Le 8 septembre 1943, l’Italie capitule et dès le lendemain, Ante Pavelić annonce que les Accords de Rome sont abrogés et que la Croatie va récupérer ses frontières historiques. Les choses sont néanmoins plus complexes qu’il n’y paraît et Mile Budak se retrouve au cœur des tractations qui s’engagent. Se posent, en effet, de nombreux problèmes car dès le 10 septembre, Hitler ordonne la création d’une « Zone d’opération du littoral adriatique » (OZAK) qui englobe Rijeka et les îles du Kvarner et où il désigne un haut commissaire ; d’autre part, la République Sociale Italienne (fondée par Mussolini, le 23 septembre 1943) revendique toujours la souveraineté sur cette région ainsi que sur Zadar. Au sud se pose aussi la question de Kotor que le Monténégro entend disputer à la Croatie. Très engagé dans la défense des intérêts territoriaux et militaires de la Croatie, Mile Budak se montre beaucoup plus actif que durant les mois précédents : il multiplie les interventions, tente de faire pression et n’hésite pas à critiquer ouvertement les choix de Berlin, ce qui finit par fragiliser sa position au sein du gouvernement. Devenu plus ou moins importun, l’écrivain se voit alors proposer le portefeuille de la Justice mais il décline cette offre et demande, le 5 novembre, à être déchargé de ses fonctions.

Un dénouement tragique

Rendu à la vie civile, Mile Budak peut à nouveau se consacrer pleinement à son œuvre littéraire. En 1943 paraît une sélection de ses nouvelles, Izabrane pripoviesti (Textes choisis), tandis que l’écrivain s’attelle désormais à la rédaction d’une grande saga en six volumes, Kresojića soj (Le sang des Kresojić), dont les trois premiers récits, Kresina, Gospodin Tome (Maître Thomas) et Hajduk (Le Haïdouk) paraîtront en 1944.

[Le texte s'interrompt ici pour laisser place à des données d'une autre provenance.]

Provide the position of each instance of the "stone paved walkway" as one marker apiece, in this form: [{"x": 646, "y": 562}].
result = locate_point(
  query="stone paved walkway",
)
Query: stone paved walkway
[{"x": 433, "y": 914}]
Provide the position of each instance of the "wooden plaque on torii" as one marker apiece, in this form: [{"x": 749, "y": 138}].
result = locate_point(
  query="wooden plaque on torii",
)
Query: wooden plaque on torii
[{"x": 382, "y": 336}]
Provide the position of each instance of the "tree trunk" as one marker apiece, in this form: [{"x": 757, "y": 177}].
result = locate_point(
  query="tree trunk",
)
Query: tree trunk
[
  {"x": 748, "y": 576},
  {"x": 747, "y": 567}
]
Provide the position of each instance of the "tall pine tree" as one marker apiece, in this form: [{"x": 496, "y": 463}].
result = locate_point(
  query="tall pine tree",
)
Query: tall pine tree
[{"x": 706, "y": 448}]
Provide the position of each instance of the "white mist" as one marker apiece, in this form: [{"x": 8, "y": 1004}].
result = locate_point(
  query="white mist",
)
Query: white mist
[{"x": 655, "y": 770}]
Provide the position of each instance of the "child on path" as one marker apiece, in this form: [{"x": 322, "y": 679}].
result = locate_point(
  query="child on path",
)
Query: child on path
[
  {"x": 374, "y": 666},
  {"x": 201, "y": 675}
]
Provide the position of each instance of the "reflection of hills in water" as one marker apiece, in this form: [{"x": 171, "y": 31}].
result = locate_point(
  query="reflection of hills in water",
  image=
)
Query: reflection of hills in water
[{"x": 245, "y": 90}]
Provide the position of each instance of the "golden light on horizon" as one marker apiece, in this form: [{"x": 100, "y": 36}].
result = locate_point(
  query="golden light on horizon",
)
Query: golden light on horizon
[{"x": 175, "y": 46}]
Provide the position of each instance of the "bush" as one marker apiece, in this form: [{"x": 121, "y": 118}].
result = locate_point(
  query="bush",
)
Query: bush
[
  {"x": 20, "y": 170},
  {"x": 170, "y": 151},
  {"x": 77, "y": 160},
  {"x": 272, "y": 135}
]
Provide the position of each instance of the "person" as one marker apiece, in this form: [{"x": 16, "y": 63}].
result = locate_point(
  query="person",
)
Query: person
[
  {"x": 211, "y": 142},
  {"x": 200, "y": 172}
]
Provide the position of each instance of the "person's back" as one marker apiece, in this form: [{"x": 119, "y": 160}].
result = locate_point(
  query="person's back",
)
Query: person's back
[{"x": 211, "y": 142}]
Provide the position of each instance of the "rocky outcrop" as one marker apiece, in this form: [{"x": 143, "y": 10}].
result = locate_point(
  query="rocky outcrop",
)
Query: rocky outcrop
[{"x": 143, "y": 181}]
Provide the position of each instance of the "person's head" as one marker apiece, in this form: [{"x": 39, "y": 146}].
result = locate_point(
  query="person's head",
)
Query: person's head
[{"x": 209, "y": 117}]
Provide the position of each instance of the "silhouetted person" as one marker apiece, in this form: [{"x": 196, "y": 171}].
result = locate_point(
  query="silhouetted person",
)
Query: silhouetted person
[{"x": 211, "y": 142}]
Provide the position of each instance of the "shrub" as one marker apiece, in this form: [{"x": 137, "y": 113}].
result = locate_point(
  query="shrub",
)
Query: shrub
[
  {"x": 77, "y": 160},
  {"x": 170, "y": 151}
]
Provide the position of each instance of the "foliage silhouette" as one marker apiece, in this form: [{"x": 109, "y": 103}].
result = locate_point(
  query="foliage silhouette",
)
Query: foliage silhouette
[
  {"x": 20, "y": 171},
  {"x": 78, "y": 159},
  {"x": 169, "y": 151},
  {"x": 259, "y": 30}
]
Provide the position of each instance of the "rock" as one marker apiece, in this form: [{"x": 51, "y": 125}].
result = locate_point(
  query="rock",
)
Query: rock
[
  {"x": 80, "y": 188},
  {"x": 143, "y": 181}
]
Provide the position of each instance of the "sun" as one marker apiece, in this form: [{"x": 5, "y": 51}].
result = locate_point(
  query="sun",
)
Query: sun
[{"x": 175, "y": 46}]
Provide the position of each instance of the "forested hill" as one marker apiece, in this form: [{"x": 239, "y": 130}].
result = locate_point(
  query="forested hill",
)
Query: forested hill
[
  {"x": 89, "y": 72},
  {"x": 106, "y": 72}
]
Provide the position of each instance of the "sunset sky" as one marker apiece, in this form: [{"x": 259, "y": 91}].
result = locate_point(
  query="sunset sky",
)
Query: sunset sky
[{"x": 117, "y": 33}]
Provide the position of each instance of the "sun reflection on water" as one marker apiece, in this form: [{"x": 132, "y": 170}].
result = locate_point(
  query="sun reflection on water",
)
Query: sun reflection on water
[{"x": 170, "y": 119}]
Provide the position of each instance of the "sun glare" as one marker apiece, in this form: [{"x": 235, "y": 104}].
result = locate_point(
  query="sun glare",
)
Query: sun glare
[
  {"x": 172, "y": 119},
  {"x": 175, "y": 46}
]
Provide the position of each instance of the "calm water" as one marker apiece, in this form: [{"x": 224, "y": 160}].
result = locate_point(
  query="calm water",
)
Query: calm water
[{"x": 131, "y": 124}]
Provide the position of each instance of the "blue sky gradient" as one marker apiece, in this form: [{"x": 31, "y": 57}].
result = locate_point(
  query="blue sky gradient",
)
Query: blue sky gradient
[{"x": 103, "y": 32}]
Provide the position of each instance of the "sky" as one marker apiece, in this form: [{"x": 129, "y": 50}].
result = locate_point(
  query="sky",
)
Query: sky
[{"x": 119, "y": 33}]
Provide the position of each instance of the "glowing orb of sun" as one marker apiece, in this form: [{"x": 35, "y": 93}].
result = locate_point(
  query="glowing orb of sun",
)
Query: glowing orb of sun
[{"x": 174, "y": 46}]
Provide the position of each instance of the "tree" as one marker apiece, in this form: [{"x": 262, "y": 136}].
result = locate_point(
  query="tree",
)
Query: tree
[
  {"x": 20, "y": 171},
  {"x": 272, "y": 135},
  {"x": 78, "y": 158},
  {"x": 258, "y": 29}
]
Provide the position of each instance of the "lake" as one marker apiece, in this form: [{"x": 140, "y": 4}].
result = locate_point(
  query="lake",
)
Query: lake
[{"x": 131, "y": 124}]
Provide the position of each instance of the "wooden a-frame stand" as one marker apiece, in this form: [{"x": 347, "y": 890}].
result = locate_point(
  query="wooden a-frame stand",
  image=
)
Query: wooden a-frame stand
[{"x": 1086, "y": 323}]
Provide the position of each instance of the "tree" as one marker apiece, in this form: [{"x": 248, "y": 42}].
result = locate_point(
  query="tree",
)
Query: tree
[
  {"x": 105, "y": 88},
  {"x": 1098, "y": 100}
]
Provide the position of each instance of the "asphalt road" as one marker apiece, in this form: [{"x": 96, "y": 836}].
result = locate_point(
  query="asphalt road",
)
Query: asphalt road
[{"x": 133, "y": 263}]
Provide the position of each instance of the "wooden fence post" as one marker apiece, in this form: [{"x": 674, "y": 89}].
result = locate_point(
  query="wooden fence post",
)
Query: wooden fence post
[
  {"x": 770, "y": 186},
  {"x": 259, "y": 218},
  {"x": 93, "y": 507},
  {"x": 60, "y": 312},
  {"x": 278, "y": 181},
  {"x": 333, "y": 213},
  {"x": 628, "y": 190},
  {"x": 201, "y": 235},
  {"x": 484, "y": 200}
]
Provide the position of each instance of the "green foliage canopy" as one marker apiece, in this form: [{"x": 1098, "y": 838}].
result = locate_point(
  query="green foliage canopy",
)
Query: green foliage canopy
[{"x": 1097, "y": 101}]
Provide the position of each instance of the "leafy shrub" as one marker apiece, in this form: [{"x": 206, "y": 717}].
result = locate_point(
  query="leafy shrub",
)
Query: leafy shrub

Ce travail d’écriture ne l’écarte cependant pas totalement de la vie politique puisqu’il conserve son rang de doglavnik et reste donc membre du Grand Conseil de l’Oustacha (37). En cette qualité, il prend d’ailleurs part à toutes les réunions du Conseil, certaines se déroulant même à son domicile. Cette participation, il faut le préciser, est assez symbolique car le Conseil ne possède qu’un rôle consultatif ; elle démontre en tout cas que Mile Budak demeure fidèle à ses engagements et qu’il n’abandonne pas le combat.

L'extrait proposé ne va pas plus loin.